Despite advances in transformer-based language models (LMs), a fundamental question remains largely unanswered: Are all layers activated during inference? We investigate this question by detecting unactivated layers (which we refer to as Voids) using a non-trainable and parameter-free adaptive computation method called L2 Adaptive Computation (LAC). We adapt LAC from its original efficiency-focused application to trace activated layers during inference. This method monitors changes in the L2-norm of activations to identify voids. We analyze layer activation in instruction-tuned LMs across two phases: Prompt Processing (PP), where we trace activated layers for each token in the input prompts, and Response Generation (RG), where we trace activated layers for each generated token. We further demonstrate that distinct layers are activated during these two phases.
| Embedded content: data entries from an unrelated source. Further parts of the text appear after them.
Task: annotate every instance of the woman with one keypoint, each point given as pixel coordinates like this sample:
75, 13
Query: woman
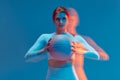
79, 59
59, 69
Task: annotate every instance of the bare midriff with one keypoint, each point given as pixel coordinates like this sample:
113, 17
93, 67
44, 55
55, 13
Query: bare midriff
60, 63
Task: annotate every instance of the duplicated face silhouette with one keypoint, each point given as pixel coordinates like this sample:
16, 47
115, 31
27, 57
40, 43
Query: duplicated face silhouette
61, 20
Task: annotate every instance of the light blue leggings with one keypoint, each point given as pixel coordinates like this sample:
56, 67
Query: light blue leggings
64, 73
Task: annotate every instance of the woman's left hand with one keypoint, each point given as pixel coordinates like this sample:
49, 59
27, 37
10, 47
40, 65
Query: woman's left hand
77, 47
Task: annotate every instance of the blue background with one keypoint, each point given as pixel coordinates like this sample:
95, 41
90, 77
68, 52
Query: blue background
22, 21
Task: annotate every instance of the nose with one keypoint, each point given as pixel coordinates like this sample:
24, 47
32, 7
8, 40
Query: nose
61, 21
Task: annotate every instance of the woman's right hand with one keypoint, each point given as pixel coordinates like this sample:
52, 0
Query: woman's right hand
48, 46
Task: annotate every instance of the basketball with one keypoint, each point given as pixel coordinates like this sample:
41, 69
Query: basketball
60, 47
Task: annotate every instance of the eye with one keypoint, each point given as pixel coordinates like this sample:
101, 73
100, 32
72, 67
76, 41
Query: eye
57, 19
64, 18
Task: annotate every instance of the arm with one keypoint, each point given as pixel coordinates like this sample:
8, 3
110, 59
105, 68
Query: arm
37, 51
101, 52
90, 51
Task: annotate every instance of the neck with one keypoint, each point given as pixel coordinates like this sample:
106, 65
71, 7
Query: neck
59, 31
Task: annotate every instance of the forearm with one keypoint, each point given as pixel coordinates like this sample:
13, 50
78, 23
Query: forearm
33, 56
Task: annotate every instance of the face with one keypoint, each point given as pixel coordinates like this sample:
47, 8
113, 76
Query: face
61, 20
73, 21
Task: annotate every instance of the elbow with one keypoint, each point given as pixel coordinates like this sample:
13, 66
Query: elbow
92, 55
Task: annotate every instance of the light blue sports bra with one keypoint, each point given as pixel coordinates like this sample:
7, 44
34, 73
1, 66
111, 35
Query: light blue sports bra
44, 38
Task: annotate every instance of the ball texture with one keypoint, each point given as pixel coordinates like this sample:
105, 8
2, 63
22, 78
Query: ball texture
60, 47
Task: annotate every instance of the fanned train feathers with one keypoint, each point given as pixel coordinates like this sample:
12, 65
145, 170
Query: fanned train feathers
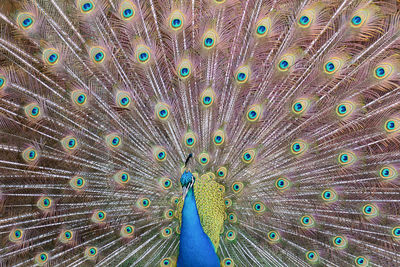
289, 108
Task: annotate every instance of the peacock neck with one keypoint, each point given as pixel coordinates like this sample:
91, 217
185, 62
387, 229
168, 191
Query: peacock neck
195, 248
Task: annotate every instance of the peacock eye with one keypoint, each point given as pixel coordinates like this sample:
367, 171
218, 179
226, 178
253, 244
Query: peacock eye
219, 137
329, 195
209, 39
86, 6
258, 207
312, 256
304, 20
339, 242
97, 54
204, 158
282, 184
383, 71
162, 111
283, 65
298, 147
356, 20
347, 158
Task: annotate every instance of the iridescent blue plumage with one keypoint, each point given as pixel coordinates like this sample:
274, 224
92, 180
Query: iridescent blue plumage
195, 248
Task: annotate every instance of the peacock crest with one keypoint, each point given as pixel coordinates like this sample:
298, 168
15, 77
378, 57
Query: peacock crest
288, 109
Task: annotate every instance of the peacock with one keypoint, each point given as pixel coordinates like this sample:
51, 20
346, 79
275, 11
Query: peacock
199, 133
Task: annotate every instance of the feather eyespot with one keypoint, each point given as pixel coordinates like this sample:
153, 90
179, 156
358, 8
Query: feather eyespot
127, 231
392, 125
286, 62
361, 261
370, 211
230, 235
91, 253
77, 183
222, 172
242, 74
344, 109
273, 237
232, 217
190, 139
51, 56
300, 106
79, 97
396, 233
237, 187
204, 158
347, 158
219, 137
99, 216
25, 20
176, 20
388, 173
263, 26
127, 10
160, 154
97, 54
258, 207
69, 143
312, 256
329, 196
30, 155
307, 221
228, 201
282, 184
169, 214
339, 242
66, 236
86, 6
167, 262
32, 111
123, 99
16, 235
333, 65
44, 203
210, 39
359, 18
113, 140
228, 262
184, 69
41, 258
298, 147
248, 156
166, 232
383, 71
122, 178
144, 203
162, 111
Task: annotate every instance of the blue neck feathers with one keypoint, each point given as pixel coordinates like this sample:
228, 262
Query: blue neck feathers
195, 248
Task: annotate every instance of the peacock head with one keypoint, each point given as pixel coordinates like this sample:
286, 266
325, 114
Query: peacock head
187, 178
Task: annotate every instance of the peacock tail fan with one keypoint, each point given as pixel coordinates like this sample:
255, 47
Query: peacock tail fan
288, 109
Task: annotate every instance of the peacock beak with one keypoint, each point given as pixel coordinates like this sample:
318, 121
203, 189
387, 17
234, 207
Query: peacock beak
187, 186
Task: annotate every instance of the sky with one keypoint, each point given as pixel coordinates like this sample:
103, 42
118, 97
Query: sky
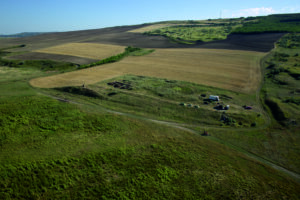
18, 16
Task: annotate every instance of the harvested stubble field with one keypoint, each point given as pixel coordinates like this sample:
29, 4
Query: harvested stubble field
228, 69
85, 50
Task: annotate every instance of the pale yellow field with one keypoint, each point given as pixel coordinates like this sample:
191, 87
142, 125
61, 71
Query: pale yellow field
86, 50
228, 69
150, 28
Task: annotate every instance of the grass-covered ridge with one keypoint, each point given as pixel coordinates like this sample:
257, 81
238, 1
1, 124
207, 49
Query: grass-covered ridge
56, 150
273, 23
191, 32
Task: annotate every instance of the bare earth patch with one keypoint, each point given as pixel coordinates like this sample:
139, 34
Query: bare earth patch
85, 50
228, 69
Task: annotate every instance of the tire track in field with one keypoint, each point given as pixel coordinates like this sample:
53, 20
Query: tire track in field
181, 126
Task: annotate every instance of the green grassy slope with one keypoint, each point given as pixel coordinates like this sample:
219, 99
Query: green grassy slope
280, 97
191, 32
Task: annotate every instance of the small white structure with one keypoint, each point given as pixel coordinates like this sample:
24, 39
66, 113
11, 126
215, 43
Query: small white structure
214, 98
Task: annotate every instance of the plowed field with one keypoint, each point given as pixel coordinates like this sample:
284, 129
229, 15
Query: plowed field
85, 50
228, 69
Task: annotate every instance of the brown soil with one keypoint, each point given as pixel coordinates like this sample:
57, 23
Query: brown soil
122, 36
56, 57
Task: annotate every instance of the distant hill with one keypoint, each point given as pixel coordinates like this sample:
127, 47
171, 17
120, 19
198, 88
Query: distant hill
24, 34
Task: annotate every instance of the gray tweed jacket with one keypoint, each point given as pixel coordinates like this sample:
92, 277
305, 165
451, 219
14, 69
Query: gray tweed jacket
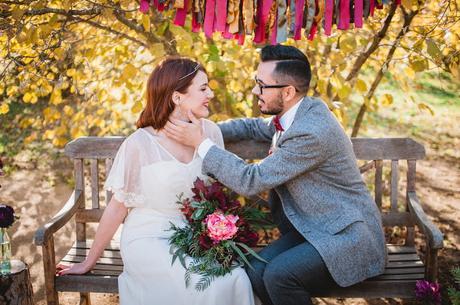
315, 183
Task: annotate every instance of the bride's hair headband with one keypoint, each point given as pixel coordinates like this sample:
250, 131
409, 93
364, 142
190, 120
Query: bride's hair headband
194, 70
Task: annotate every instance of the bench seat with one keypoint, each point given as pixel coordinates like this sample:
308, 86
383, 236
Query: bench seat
404, 267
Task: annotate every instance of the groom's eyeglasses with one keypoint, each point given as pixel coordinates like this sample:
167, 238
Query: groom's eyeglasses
260, 86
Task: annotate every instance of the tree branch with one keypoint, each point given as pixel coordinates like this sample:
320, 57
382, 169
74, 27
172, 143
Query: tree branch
408, 17
362, 58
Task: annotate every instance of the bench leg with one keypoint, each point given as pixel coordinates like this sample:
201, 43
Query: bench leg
49, 267
85, 299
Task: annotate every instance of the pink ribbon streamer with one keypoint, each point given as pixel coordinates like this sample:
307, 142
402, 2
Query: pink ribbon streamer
263, 10
275, 31
344, 22
181, 14
209, 18
195, 25
226, 34
144, 7
313, 30
300, 5
221, 16
359, 13
328, 17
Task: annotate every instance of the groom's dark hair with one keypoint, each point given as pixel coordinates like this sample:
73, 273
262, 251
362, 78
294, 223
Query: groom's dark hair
292, 66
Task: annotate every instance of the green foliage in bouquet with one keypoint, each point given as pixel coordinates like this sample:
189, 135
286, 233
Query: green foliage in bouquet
454, 294
219, 234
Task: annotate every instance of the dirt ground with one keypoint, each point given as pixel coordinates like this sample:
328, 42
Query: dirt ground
37, 193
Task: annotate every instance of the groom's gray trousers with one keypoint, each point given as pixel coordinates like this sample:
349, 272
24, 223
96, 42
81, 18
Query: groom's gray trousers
294, 270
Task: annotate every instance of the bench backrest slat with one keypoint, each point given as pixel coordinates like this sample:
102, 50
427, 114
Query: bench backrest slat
378, 183
394, 186
108, 166
94, 183
80, 185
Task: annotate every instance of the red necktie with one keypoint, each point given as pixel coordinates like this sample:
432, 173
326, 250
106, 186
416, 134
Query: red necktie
279, 129
277, 124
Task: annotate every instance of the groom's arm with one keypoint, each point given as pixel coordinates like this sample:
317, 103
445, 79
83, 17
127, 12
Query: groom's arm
258, 129
295, 156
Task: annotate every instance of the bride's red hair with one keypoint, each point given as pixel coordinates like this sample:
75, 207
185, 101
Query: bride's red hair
172, 74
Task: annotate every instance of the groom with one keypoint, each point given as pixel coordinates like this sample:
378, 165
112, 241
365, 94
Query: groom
331, 229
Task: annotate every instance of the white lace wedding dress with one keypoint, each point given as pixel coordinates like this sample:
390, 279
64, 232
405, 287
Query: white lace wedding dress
147, 179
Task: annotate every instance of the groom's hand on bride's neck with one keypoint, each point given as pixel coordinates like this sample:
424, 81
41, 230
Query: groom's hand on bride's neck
187, 133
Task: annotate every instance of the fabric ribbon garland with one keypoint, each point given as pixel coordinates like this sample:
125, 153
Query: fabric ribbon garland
269, 21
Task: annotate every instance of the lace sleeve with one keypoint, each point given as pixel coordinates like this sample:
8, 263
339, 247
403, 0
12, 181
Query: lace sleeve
123, 179
212, 131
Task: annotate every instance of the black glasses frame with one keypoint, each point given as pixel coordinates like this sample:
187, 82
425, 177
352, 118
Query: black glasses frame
263, 86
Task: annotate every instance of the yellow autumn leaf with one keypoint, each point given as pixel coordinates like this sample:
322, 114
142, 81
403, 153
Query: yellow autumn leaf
361, 86
386, 99
157, 50
17, 13
70, 72
56, 97
32, 137
4, 108
30, 97
68, 110
137, 107
344, 91
129, 71
146, 22
213, 84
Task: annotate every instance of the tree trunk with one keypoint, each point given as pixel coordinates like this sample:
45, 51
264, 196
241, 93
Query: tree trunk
16, 288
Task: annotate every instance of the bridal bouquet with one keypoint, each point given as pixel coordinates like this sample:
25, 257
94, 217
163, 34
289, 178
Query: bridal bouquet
219, 234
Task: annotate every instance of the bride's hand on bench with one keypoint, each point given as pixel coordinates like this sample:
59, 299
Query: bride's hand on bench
79, 268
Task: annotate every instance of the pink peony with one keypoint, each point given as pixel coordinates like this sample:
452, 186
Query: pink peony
220, 226
144, 8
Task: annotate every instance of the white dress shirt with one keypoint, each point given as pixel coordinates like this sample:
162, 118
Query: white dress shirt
285, 121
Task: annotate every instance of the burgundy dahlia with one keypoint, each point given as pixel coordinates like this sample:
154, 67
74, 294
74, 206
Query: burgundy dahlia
6, 216
205, 242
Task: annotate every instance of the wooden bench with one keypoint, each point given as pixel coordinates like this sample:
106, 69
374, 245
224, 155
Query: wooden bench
399, 209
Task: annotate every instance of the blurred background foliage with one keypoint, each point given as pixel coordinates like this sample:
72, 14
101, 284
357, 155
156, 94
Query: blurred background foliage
79, 67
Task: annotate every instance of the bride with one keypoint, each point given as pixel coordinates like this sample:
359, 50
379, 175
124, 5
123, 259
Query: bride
148, 172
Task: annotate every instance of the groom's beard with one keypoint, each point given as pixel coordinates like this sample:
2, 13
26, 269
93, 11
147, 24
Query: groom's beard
275, 108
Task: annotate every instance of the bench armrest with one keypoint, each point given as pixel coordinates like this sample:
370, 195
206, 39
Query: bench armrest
60, 219
431, 231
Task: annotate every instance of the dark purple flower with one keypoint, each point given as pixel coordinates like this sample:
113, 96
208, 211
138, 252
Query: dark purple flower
187, 210
199, 188
6, 216
427, 292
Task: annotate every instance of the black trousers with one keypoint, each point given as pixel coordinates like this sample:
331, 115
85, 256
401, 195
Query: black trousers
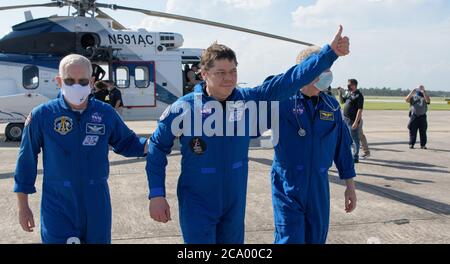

To show the effectiveness of our method, we evaluated three distinct instruction-tuned LMs from the Llama, Mistral, and Qwen families on three benchmarks: MMLU, GPQA Diamond, and BoolQ. For example, on MMLU with a zero-shot setting, skipping voids in Qwen2.5-7B-Instruct resulted in an improvement from 69.24 to 71.29 while the model uses only 30% of the layers. Similarly, Mistral-7B-Instruct-v0.3 on GPQA Diamond improved from 13.88 to 18.36 when using 70% of the layers during both the PP and RG phases. These results show that not all layers contribute equally during inference, and that selectively skipping most of them can improve the performance of models on certain tasks.

Paper Structure

This paper contains 26 sections, 33 equations, 9 figures, 1 table.

Figures (9)

  • Figure 1: BoolQ accuracy and Percentage of total layers used (relative to total model layers) as a function of $\alpha$. Left: Llama-3-8B-Instruct; Middle: Mistral-7B-Instruct-v0.3; Right: Qwen2.5-7B-Instruct. In the top row, the blue line shows performance when skipping voids, and the red horizontal line indicates the full model's performance. In the bottom row, the red line represents average layer usage during Response Generation (RG), and the green line shows average layer usage during Prompt Processing (PP). Usage is shown as a percentage of total model layers.
  • Figure 2: Usage percentage of layers across proposed LMs while evaluating them on stated benchmarks. Red lines represent the usage of each layer for the Prompt Processing phase, where blue lines show the usage percentage of layers for the Response Generation phase. For ease of demonstration, we normalized the usage for each layer.
  • Figure 3: Mean L2 Norm (top row) and mean change in L2 Norm (bottom row) for each layer of Llama-3-8B-Instruct, Mistral-7-B-Instruct-v0.3, and Qwen2.5-7B-Instruct, averaged across the evaluated benchmarks. Blue lines represent metrics during the Prompt Processing (PP) phase, and red lines represent metrics during the Response Generation (RG) phase. The change in L2 norm for a layer is calculated from the L2 norm of its output minus the L2 norm of its input (see Section \ref{['ref:Halt']}).